セッション記号 A (大気水圏科学) » A-CG 大気海洋・環境科学複合領域・一般

[A-CG45] 水圏科学における可視域リモートセンシングとその応用

2019年5月28日(火) 10:45 〜 12:15 103 (1F)

コンビーナ:石坂 丞二(名古屋大学宇宙地球環境研究所)、虎谷 充浩(東海大学工学部)、作野 裕司(広島大学大学院工学研究科)、平譯 享(北海道大学大学院水産科学研究院)、座長:石坂 丞二(名古屋大学宇宙地球環境研究所)

11:45 〜 12:00

[ACG45-11] Seasonal and interannual variability of seagrass distribution detected by Landsat TM, ETM+ and OLI images in western Nanao Bay

*寺内 元基1 (1.公益財団法人環日本海環境協力センター)

キーワード:アマモ、ランドサット、リモートセンシング、マッピング、七尾湾

Western Nanao Bay is known for being a home to massive seagrass beds. A massive die-off of seagrass was reported in 2012 in this area, possibly due to high water temperature in summer. Archive images of Landsat Thematic Mapper (TM), Enhanced Thematic Mapper Plus (ETM+) and Operational Land Imager (OLI) were obtained from USGS to detect seasonal and interannual variability of seagrass distribution. Ground truthing survey with an underwater video camera were carried out from a small boat to study sea floor substrates on June 1, 2 and 16 in 2016. Still photos were also taken from a Stand Up Paddleboard on June 1, 2016 to study seagrass species in a very shallow (< 1m) water area. Information of sea floor substrates obtained from the field survey was then used to classify sea floor types. Six classes of training data were then prepared for classifying the Landsat OLI image observed on June 1, 2016 namely: (1) dense seagrass, (2) dense seagrass with Sargassum, (3) Sargassum, (4) sandy bottom, (5) mud and (6) exposed sand. Supervised classification of the bottom substrates was carried out by the maximum likelihood method using bands of Red, Green and Blue or ratios of Green/Blue, Green/Red, Blue/Red and Green/Coastal bands corrected with the Depth Invariant Index (DII) method. Accuracy assessment showed better results in the DII corrected band ratios: overall accuracy of 0.73 and tau coefficient of 0.66.

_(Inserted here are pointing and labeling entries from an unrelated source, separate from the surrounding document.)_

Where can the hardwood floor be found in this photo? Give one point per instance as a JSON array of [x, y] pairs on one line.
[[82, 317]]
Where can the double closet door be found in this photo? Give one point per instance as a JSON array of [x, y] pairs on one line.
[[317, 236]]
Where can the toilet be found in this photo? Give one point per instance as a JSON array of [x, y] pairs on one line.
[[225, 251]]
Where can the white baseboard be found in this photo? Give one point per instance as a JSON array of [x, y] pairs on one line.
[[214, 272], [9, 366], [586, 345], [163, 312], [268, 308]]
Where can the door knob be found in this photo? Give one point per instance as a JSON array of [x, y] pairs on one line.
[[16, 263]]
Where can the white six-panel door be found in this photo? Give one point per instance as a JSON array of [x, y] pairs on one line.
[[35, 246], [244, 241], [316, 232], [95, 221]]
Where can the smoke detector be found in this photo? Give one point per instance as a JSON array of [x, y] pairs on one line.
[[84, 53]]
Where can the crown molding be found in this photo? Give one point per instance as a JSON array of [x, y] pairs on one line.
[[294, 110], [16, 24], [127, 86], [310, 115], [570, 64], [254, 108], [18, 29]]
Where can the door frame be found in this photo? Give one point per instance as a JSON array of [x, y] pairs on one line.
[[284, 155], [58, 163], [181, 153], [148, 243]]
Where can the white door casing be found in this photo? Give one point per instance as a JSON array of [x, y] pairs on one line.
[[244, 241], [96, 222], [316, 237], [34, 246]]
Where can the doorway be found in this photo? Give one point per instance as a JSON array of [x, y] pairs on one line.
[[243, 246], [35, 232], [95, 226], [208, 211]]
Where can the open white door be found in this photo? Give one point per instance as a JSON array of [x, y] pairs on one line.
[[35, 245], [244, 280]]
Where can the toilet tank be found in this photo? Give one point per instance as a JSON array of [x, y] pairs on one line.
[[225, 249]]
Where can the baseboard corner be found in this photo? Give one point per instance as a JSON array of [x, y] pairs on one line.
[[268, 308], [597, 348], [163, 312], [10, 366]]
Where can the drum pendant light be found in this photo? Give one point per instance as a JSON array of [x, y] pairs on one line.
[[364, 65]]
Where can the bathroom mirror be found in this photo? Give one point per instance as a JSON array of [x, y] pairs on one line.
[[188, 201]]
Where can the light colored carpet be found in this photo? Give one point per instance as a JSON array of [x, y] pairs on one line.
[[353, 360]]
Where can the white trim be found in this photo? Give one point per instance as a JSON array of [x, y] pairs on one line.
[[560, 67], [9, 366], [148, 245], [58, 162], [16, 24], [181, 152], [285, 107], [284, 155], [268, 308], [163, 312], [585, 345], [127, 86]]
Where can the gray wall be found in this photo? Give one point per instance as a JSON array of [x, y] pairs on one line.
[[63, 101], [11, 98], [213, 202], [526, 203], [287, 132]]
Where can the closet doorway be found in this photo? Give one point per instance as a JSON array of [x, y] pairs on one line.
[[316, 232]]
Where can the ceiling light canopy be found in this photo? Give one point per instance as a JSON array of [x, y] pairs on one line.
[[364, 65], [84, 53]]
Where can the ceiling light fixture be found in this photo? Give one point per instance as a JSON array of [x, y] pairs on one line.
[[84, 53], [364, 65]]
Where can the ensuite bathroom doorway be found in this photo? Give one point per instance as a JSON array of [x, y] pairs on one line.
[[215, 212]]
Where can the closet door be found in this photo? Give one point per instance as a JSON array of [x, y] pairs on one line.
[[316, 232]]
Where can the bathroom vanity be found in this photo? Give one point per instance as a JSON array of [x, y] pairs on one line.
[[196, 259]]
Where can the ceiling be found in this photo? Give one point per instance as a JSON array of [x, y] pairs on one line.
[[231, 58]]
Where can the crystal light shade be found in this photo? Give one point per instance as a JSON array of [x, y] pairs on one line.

To study seasonal and interannual variability for seagrass, past Landsat archive images were analyzed to detect seagrass distribution. Since past field data of seagrass distribution were not sufficient, the K means unsupervised classification technique with the six classes was applied for mapping the seagrass distribution from past Landsat archive images. The classification result of the Landsat OLI image on June 1, 2015 was used as a reference to determine seagrass distributions as it had a good compliance with the ground truth data. Since two out of the six classes obtained from the unsupervised classification corresponded to a distribution pattern of (1) the dense seagrass and (2) the dense seagrass with Sargassum classes from the June 1, 2015, these two classes were merged into one class to represent seagrass distribution in Western Nanao Bay. A comparison of seasonal patterns of seagrass distribution estimated by the unsupervised classification of the Landsat archive data from November 22, 1991 to June 1, 1992 and from November 21, 2014 to June 1, 2015 showed consistent similar seasonal pattern; indicating seagrass recovery between late fall to early summer, which corresponds to seagrass seed germination periods. The Landsat archive data during the seagrass seed germination periods were also obtained to study interannual variability of seagrass distribution. The obtained results showed that there are fewer seagrass years (1994, 1996 and 1999) and more seagrass years (2000, 2004, 2007 and 2008) during the seagrass seed germination periods, indicating the survival rate of seagrass varied depending on the year.